Krashen defends US schools

Sent to Time Magazine, Dec. 1, 2008
According to many polls, people think that American schools are of low quality, but think that their neighborhood school is ok. They have first-hand information about their neighborhood school, but their information about other schools comes from distortions in the media, such as statements included in the column on the right side of the first page of "Can She Save Our Schools," (Dec. 6).
In common with most teaching/school-bashing articles, it is claimed that a low percentage of our students reach the proficient level on standardized tests, our students do much worse than those in other countries and our high school graduation rates are low. None of these claims are true.
Scholars such as Richard Rothstein and Gerald Bracey have argued that test makers in the US set the criteria for levels such as "proficient" much too high. Bracey has pointed out that using our standards, no country in the world would come close to having a majority of proficient readers.
Comparisons with other countries ignore the poverty variable. Rothstein has documented that children of poverty have inferior health care, an inferior diet, and fewer educational opportunities outside of school, such as travel and trips to museums.

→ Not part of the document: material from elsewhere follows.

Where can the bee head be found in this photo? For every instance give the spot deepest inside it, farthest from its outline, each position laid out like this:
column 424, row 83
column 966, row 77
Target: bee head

They are also less likely to have their own study area, get less help with homework, and have far less access to books in the home and in their communities. These factors have a profound influence on academic achievement.
Bracey has pointed out that American schools with low poverty rates score higher than even the highest scoring countries on standardized tests; only American schools with high levels of poverty (75% or more) fall below the international average.
Studies tell us that one of the main reasons students drop out is that they have to work. Even so, according to the US Census, about 85% of adults 25 or older in the US are now high school graduates, the highest in our history. In 1910, only 13.5% of adults had graduated high school.
Time's researchers need to go back to school.